Ci sono 125 commenti

Sono giorni che due cose mi girano vorticosamente come le pale di un elicottero, colgo l'occasione per chiarire le vicende "acqua", oltre che di Vendola anche di Hera.

1. Il referendum ha abolito l'obbligo di calcolare in bolletta  il 7% come utile garantito sul capitale investito. Per il futuro. Tutti i contratti con gli  ATO in vigore, quindi con una tariffa già decisa NON possono essere rivisti, almeno fino allo scadere del contratto stesso, e non si deve essere giuristi per saperlo, quindi Vendola, anche se avesse voluto, NON può riguardare le tariffe già concordate con l'Acquedotto Pugliese.

2. La legge, all'italiana, stabiliva "capitale investito", senza specificare se capitale proprio o di terzi, l'AD di Acquedotto Pugliese intende (come farebbe qualunque imprenditore) il 6,92% di interesse come un costo, non come una renumerazione di capitale proprio.

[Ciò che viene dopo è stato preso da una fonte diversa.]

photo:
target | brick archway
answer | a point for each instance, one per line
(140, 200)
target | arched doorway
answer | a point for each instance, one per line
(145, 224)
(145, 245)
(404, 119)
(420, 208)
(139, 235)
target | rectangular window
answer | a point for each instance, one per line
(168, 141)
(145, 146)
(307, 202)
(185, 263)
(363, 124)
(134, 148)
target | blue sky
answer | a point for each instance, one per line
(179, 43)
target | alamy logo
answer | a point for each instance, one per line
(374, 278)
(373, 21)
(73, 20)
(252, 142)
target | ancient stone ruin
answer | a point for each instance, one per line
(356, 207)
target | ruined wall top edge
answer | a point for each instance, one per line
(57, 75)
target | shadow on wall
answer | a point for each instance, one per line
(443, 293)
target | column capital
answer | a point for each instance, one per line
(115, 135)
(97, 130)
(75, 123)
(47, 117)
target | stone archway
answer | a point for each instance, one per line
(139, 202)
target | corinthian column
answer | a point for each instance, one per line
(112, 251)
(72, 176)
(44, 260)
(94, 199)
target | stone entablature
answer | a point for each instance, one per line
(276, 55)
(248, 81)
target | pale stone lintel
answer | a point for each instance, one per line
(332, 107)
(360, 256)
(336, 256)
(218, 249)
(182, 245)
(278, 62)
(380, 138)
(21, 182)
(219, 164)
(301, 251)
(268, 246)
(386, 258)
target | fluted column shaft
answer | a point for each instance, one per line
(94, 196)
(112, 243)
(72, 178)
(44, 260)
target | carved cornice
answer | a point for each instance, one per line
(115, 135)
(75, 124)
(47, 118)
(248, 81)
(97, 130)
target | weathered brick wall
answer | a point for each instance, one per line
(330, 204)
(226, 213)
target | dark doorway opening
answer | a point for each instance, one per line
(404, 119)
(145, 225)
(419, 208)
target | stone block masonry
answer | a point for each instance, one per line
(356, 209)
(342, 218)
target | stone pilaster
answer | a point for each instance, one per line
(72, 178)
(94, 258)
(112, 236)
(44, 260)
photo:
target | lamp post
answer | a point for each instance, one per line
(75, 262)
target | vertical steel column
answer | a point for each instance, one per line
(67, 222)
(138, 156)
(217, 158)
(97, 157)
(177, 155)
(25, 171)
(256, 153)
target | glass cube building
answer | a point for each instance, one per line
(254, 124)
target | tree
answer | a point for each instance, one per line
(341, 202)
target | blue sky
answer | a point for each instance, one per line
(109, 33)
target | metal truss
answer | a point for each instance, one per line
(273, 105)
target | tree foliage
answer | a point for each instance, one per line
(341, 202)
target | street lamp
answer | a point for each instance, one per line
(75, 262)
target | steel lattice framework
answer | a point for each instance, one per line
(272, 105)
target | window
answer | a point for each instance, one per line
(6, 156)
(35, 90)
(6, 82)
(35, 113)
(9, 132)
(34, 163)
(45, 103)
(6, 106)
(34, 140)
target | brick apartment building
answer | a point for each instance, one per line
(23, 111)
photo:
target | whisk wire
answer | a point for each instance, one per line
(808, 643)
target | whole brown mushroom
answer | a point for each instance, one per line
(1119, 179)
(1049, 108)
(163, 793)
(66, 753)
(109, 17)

Ditemi dove sbaglia.

3. La peggiore mistificazione è su Hera: il 3.5% di aumento delle  tariffe non è per il mancato riconoscimento del 7% (gli viene riconosciuto un 5% sui futuri investimenti), ma perchè Hera aveva concordato una tariffa con gli ATO emiliani basandosi su un dato consumo idrico, che non c'è  stato.

Allora è andata all'ATO di Bologna e ha detto: ho sbagliato i miei calcoli,dammi di più, e l'intreccio perfetto fra controllante e controllato (entrambi del PD, il Comune di Bologna è azionista di Hera) ha generato l'aumento, invece di un bel calcio nel sedere con il cartello: se non sai fare il tuo mestiere (calcolare l'acqua) cambia mestiere. Adesso cambiamo lo scenario: avesse vinto il NO al posto di Hera si siede Marco Esposito e dice: ho bisogno di un aumento delle tariffe, qui ci sono XXXX euro per voi. E allora addirittura potreste ringraziare l'esistenza di un conflitto di interessi (da nessun liberista notato..) a dir poco sconcertante che c'è in Emilia Romagna.

La Ronchi faceva schifo per tutti i nodi irrisolti, che il referendum ha mitigato, ma non cancellato: mancanza di un regolatore esterno e mancanza di indicazione dei meccanismi di gara. Il referendum non ha cancellato queste mancanze, ha evitato che se ne avvantagessero i soliti noti.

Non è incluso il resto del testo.